Picture: BBC |
BBC reports that a tourist broke the finger off a statue in the Museo dell'Opera del Duomo in Florence. They quote Monsignor Timothy Verdun saying "do not touch" is a "fundamental" rule of museum going that has been forgotten. How true. Touching art is not only commonplace, it's become accepted. Some museums are so keen to be accessible and 'customer-friendly' that their guards freely permit the handling of delicate and precious works of art. It's possibly the single greatest threat to cultural treasures today, far ahead of looting or war in its effect. Sometimes the damage is spectacular, but the real concern is the cumulative and irreversible wear and tear that's taking place on a colossal scale.
Some examples from my experience: The British Museum and Louvre freely permit touching; no guard would dream of challenging patrons who touch, stroke or sit on exhibits. I've seen visitors tapping pictures to find out whether they're painted on wood, and poking a canvas so hard that they hit the wall it was mounted on. The latter was at the Los Angeles Country Museum of Art, where the guard was utterly unperturbed, saying that it happens all the time and they try not to make a fuss. A guard at the National Gallery told me that he sees people stroking the figure of Jesus in religious paintings, although the Head of Security vigorously assures me that this sort of thing happens extremely rarely. On the other hand, at the National Gallery of Art in Washington I once spoke to an auditor who was taking photographs of damage to works of art. He showed me a picture of the streak across the varnished surface of a Bellotto where someone had stroked it, and several other examples identified that morning. The handful of glazed pictures at the NGA reveal dozens of fingerprints.

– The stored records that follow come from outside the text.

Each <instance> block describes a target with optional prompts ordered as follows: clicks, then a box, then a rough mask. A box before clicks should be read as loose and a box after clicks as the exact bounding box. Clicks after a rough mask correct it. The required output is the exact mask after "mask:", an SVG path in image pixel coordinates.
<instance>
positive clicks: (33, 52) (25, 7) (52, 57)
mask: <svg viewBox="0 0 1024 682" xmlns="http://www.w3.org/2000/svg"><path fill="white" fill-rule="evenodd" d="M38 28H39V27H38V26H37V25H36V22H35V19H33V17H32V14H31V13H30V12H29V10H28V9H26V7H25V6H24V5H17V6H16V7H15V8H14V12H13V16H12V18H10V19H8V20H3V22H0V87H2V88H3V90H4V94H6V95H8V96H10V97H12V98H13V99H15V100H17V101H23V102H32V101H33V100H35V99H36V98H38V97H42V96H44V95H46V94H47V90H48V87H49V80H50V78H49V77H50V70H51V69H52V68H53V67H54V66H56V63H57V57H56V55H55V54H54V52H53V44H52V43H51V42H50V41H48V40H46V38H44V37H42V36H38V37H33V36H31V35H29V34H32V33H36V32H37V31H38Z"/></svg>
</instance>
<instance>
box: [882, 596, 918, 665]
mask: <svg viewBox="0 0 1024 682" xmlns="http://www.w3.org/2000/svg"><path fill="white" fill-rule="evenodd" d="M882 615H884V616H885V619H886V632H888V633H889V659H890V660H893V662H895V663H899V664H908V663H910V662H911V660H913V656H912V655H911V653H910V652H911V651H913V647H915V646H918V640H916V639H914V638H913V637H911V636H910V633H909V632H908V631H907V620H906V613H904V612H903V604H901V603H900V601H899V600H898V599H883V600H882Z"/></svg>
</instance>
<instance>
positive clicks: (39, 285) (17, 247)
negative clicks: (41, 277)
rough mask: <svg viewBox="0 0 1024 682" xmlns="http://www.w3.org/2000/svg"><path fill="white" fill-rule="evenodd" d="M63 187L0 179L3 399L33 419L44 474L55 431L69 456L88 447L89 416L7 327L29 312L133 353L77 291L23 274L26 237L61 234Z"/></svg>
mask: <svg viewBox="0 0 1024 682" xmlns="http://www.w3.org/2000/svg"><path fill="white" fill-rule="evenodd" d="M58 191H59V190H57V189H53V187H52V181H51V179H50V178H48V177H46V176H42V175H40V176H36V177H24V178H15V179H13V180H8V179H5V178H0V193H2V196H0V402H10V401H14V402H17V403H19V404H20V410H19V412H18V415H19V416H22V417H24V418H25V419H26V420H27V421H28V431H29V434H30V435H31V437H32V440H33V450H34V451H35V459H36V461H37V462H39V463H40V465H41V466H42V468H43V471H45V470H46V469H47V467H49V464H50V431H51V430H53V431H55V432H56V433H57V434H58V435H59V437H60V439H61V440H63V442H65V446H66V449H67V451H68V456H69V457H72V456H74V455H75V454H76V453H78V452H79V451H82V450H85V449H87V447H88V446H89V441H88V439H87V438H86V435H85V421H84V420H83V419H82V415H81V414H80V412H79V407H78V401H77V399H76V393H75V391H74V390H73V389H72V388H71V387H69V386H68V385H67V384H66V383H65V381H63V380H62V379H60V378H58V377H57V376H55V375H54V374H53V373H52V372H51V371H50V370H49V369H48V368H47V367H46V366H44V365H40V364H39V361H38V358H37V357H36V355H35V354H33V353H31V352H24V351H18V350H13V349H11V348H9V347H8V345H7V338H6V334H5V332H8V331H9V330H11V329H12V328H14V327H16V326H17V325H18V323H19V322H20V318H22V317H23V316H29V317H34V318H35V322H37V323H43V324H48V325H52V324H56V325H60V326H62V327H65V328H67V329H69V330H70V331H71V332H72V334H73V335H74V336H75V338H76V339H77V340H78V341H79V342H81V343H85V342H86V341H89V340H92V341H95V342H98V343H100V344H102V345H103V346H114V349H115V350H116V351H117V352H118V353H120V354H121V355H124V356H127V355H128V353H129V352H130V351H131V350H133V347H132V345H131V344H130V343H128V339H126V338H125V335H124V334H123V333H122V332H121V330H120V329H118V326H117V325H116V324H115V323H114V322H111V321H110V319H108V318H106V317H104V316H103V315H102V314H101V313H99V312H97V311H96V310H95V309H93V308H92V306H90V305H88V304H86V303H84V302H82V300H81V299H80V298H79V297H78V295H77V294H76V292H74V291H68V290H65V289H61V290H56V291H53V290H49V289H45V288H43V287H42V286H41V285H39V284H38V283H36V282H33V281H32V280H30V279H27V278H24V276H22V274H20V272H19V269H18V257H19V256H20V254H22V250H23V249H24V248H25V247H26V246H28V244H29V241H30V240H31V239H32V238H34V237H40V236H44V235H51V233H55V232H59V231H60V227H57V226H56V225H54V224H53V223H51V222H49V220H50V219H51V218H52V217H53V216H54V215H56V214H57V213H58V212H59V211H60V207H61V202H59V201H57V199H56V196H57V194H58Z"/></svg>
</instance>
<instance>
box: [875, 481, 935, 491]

Museums need to remember that before anything else they are responsible for protecting the objects entrusted to their care. Sometimes that means they have to stop visitors behaving exactly as they please, and sometimes it means robustly challenging people who are putting objects at risk. Personally I'd take the approach illustrated by Jacques Callot, and have an 'installation' outside the Louvre and the BM along these lines, called 'art touchers':
Picture: British Museum |
I couldn´t agree more with what you´re saying. My experience is that people generally touch whatever is possible to touch. Alas, it is as if the child in a person never really leaves the body of the grown up. (I have a soon-to-be 4 year old daughter. Telling her NOT to touch something has been the same as an imperative to actually touch the item in question...)
ReplyDeleteYesterday in Stockholm outside the Nordiska Museet, children were chasing geese fledglings (i.e. young birds not yet able to fly) as if there was no tomorrow. When I went up to the parents of the geese hunters and very politely told them to tell their children NOT to chase the fledglings, I just received a laconic smile as an only reaction. And the kids kept stressing the poor birds.
Today at Millesgarden, also in Stockholm, a young boy kept taking gravel from one part of the famous Karl Milles garden and throwing it into one of the sculpture ponds. Eventually the father (who was on the phone) in question stopped him, but he moved loads of gravel, before being stopped. It was my angry glances that awoke the father, I dare say. Rules as No photos or Do not touch, are broken all the time. I believe a general lack of respect in society is to be blamed? Keep up the great blogging! My warmest regards, Nicklas Cederqvist, Stockholm, Sweden (www.antikmonologen.blogspot.se)
Thank you for your comment. You're quite right - many places, especially museums, are so scared of offending visitors that they fail to enforce basic standards that would be to everyone's benefit. Children who grow up to develop an interest in art will be resentful of the museums that allowed kids to handle and damage irreplaceable works of art.